Landrat Thorsten Stolz (SPD) hat sich mit deutlichen Worten gegen die von der Kassenärztlichen Vereinigung Hessen (KVH) geplanten Schließung der Ärztlichen Bereitschaftsdienst-Zentrale in Bruchköbel ausgesprochen (wir berichteten). „Dieser Plan steht im klaren Widerspruch zu den parallel laufenden Initiativen, um die medizinische Versorgung in der Fläche zu stärken und die Notaufnahmen zu entlasten. Das bringt uns nicht weiter, sondern schafft neue Probleme“, sagte Stolz.
„Ich bin über diese Entscheidung sehr irritiert. Während an vielen Stellen mit erheblichem Aufwand daran gearbeitet wird, die ärztliche Versorgung in der Fläche zu stabilisieren und den Rettungsdienst und die Notaufnahmen zu entlasten, soll hier ein wichtiger Baustein wegfallen. Das passt aus meiner Sicht nicht zusammen. Ich fordere deshalb eine Rücknahme der Entscheidung“, erklärte der Landrat, der über die geplante Änderung zum 31. Oktober dieses Jahres erfahren hat.
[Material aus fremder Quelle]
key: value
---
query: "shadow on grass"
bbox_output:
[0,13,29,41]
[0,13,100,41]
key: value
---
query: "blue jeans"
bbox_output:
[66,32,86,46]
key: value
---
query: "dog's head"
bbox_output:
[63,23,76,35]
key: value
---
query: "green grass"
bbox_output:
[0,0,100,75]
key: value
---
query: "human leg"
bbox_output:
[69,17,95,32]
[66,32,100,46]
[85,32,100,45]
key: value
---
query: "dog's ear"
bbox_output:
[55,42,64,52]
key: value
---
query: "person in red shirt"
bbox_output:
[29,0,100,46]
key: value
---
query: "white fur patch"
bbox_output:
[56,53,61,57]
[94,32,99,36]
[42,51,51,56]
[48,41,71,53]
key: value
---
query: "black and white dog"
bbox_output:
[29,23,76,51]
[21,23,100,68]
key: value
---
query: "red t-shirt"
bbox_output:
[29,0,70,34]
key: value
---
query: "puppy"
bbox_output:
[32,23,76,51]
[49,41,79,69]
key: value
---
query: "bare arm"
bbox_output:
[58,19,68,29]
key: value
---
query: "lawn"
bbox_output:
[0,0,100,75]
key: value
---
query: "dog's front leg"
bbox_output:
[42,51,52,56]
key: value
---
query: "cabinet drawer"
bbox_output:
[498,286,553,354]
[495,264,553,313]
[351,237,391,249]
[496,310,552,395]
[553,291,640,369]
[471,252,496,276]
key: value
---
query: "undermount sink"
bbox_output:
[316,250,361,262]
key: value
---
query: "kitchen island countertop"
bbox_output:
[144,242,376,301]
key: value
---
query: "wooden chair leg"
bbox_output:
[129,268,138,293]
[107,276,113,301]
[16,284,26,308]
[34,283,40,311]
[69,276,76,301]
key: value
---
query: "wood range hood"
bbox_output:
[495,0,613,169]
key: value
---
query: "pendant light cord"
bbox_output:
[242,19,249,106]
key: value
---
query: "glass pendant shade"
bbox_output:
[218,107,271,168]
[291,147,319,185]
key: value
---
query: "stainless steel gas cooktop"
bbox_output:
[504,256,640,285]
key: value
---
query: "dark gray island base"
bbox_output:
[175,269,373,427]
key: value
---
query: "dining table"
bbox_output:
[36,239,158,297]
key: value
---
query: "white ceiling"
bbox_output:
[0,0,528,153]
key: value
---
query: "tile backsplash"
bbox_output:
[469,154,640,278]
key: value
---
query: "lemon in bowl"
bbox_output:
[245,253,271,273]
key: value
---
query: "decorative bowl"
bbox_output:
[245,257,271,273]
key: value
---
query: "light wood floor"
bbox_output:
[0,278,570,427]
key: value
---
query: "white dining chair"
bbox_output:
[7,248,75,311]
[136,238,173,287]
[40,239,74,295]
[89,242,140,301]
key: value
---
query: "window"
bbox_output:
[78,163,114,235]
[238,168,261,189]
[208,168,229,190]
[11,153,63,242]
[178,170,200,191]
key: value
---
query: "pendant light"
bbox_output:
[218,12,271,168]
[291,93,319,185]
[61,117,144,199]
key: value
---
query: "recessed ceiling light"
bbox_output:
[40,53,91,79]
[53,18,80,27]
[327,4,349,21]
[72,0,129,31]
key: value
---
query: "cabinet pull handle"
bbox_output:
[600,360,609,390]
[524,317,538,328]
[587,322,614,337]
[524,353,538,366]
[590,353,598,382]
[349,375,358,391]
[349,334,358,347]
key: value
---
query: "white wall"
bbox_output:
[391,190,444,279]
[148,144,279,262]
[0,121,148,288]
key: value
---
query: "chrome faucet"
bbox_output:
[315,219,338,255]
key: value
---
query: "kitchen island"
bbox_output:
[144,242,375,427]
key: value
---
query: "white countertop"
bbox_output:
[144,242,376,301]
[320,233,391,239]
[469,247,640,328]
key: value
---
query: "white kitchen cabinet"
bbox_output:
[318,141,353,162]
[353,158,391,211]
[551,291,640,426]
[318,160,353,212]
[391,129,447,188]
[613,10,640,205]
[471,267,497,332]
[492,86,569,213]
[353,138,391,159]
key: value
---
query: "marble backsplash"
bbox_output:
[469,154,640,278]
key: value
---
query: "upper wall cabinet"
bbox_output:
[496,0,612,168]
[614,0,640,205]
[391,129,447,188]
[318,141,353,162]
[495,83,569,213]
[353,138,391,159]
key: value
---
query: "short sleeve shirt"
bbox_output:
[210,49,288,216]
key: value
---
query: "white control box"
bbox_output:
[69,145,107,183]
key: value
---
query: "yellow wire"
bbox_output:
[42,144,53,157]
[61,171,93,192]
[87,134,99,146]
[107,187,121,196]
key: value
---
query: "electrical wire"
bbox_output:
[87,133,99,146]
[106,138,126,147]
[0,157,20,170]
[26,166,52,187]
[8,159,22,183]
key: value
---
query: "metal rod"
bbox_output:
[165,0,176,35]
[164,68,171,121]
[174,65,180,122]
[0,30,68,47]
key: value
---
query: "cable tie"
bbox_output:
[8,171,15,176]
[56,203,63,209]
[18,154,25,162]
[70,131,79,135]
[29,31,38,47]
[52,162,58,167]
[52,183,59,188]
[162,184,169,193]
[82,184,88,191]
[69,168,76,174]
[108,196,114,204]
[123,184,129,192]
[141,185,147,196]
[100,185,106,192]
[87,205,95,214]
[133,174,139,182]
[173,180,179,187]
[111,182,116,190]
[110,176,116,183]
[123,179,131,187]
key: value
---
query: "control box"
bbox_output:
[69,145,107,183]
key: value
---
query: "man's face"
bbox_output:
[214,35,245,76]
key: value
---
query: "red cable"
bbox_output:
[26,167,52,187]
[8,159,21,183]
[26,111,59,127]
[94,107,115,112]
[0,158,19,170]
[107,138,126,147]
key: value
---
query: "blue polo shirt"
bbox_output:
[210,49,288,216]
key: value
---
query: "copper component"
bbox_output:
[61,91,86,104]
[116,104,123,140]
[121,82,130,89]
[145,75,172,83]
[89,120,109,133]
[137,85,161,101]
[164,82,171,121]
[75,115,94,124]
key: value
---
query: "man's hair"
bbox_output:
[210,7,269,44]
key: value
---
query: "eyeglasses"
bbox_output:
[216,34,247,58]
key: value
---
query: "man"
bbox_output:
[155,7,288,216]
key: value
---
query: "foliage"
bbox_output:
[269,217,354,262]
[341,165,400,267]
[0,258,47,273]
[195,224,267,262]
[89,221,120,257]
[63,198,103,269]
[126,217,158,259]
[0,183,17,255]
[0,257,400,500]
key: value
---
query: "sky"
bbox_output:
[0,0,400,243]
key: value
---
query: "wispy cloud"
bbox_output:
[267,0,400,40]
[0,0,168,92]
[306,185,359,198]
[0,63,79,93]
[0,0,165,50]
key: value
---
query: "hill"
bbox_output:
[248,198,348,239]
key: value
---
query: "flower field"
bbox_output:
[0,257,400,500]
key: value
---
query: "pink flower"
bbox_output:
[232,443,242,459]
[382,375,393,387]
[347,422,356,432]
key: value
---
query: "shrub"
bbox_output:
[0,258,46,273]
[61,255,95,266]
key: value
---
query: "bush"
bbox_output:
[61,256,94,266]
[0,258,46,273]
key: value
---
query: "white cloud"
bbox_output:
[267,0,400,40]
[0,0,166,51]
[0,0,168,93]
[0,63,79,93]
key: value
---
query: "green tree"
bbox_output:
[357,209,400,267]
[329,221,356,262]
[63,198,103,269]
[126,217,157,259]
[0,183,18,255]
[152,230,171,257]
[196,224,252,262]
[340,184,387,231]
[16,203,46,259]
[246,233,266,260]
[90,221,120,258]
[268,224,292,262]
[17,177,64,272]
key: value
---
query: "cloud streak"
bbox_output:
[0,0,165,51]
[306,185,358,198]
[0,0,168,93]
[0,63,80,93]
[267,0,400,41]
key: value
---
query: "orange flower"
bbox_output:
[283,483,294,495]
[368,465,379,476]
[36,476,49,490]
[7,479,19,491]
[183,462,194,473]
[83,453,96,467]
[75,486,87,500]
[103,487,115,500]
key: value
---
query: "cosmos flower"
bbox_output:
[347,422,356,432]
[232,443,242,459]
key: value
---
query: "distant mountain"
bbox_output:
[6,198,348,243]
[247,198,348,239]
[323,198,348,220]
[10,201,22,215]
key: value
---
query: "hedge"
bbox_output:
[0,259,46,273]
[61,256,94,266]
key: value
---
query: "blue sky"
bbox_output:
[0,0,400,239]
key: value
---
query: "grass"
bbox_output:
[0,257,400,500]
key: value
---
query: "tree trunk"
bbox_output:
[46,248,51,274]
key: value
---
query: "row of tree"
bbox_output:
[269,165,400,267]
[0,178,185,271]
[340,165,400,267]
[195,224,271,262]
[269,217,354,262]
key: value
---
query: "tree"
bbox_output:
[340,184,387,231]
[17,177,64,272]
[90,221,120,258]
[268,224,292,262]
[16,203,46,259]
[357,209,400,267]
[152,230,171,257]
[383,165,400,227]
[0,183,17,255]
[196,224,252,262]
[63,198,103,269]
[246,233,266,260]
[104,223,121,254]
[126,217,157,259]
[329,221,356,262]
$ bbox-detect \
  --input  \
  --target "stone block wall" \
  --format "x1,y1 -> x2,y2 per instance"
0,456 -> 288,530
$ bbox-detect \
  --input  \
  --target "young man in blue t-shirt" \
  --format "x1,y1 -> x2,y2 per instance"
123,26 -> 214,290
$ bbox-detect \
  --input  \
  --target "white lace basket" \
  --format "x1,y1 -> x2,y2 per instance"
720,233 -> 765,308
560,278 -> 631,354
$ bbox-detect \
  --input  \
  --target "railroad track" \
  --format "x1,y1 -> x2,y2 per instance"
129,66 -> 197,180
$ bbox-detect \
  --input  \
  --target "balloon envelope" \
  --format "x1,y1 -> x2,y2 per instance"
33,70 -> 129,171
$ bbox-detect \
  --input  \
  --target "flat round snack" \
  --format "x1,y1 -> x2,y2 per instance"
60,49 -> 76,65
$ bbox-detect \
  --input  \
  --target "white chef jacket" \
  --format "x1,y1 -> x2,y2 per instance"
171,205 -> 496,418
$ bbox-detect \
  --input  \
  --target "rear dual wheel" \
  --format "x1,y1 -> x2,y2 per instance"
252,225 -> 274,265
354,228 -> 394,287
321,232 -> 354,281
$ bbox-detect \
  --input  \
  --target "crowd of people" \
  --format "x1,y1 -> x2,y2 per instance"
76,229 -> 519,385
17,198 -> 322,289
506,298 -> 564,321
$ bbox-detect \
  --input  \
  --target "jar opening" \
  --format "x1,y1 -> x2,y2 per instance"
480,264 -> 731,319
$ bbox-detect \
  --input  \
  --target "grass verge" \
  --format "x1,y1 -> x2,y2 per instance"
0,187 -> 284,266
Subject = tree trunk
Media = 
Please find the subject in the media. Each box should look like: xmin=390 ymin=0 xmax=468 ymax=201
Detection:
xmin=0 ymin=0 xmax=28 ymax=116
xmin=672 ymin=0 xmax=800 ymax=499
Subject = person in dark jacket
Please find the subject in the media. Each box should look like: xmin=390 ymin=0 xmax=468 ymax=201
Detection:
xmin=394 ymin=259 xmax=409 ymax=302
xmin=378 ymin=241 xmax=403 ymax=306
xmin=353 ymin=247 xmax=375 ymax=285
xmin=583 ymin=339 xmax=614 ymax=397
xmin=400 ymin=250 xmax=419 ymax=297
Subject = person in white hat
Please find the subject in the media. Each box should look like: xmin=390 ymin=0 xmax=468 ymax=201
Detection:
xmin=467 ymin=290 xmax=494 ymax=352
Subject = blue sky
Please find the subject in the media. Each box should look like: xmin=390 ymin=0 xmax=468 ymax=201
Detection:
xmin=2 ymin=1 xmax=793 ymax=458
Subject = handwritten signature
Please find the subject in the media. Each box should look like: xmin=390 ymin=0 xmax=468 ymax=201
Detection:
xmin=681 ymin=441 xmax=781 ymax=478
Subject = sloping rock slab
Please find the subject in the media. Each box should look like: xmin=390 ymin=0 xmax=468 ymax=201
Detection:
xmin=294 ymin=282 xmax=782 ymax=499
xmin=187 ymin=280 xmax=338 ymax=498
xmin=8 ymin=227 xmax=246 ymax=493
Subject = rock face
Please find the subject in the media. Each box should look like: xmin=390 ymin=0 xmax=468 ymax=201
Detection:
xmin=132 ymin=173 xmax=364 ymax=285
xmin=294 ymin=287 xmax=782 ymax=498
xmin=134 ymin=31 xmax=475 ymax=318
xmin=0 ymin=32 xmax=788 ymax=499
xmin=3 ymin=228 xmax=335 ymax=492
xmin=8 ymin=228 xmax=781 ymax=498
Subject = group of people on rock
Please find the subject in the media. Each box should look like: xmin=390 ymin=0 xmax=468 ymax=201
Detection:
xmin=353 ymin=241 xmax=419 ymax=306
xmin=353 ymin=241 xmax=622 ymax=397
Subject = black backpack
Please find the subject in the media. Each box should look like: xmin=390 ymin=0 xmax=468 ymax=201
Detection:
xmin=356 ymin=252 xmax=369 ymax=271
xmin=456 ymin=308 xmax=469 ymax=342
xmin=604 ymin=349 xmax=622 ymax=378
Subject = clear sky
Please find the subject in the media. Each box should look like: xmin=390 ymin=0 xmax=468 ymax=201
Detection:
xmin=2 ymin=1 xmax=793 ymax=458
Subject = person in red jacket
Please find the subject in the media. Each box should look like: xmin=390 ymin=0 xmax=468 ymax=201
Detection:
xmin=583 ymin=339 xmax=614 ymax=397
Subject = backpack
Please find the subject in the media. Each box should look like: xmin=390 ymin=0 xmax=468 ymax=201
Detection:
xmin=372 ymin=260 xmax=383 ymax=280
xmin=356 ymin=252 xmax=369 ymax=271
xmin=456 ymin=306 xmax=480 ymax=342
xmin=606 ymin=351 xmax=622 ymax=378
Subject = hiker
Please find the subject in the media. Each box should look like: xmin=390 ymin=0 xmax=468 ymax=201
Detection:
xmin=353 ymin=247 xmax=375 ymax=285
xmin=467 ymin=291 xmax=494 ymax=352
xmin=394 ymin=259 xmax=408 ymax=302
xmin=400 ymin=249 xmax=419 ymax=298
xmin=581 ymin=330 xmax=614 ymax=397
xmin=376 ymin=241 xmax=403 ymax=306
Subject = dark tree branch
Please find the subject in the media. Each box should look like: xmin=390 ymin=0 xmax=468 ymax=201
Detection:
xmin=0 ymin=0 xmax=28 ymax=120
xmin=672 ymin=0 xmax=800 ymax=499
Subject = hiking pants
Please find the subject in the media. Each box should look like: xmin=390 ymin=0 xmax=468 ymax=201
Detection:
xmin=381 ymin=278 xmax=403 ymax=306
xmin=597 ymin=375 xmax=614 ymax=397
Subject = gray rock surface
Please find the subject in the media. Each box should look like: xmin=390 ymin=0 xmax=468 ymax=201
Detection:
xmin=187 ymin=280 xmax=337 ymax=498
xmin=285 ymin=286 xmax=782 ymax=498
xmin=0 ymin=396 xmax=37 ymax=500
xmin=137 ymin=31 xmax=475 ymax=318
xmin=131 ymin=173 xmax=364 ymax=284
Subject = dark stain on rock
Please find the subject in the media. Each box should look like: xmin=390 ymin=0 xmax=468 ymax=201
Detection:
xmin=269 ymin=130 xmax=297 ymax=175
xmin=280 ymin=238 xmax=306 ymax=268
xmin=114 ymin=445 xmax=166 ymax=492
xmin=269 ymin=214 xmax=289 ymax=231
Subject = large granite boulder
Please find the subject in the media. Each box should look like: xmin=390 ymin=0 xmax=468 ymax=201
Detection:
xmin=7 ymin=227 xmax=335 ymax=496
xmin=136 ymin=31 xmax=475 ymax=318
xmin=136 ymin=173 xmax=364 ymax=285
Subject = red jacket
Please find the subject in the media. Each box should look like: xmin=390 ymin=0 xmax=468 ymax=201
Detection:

Stolz erinnerte an das erst kürzlich durch die Hessische Landesregierung und die Kassenärztliche Vereinigung gelobte Projekt „SaN“. Es steht für „sektorenübergreifende ambulante Notfallversorgung“. „Wir erleichtern die Arbeit von Notfallambulanzen, Rettungsdienst und niedergelassener Ärzteschaft. Unser Team dahinter wirft alles an Einsatz und Erfahrung in die Waagschale und treibt das SaN-Projekt voran, von der engmaschigen Zusammenarbeit zwischen unserer Leitstelle und dem Bereitschaftsdienst über die digitale Fallakte bis zur permanenten Überprüfung aller kleinen und großen Hürden“, erklärte der Landrat. „Was jetzt geplant ist, läuft all diesen Fortschritten zuwider. Die Folge wird der Rettungsdienst zu spüren bekommen, der als Klinik-Taxi genutzt wird. Die Patientinnen und Patienten werden es zu spüren bekommen, wenn sie einen Bereitschaftsdienst am Klinikum ansteuern, der mal eben für Zehntausende Menschen zusätzlich verantwortlich ist. Und die Folge werden die Ärztinnen und Ärzte zu spüren bekommen, die diesen Abbau an medizinischer Versorgung vor Ort ausbaden müssen. Das kann nicht im Sinne der KV sein.“
Gerade vor dem Hintergrund des zunehmenden Ärztemangels und der hohen Belastung vieler Praxen sei es aus Sicht des Landrats nicht nachvollziehbar, bestehende Versorgungsstrukturen weiter zurückzubauen. Stattdessen brauche es verlässliche und wohnortnahe Angebote, um die medizinische Betreuung der Bevölkerung dauerhaft sicherzustellen.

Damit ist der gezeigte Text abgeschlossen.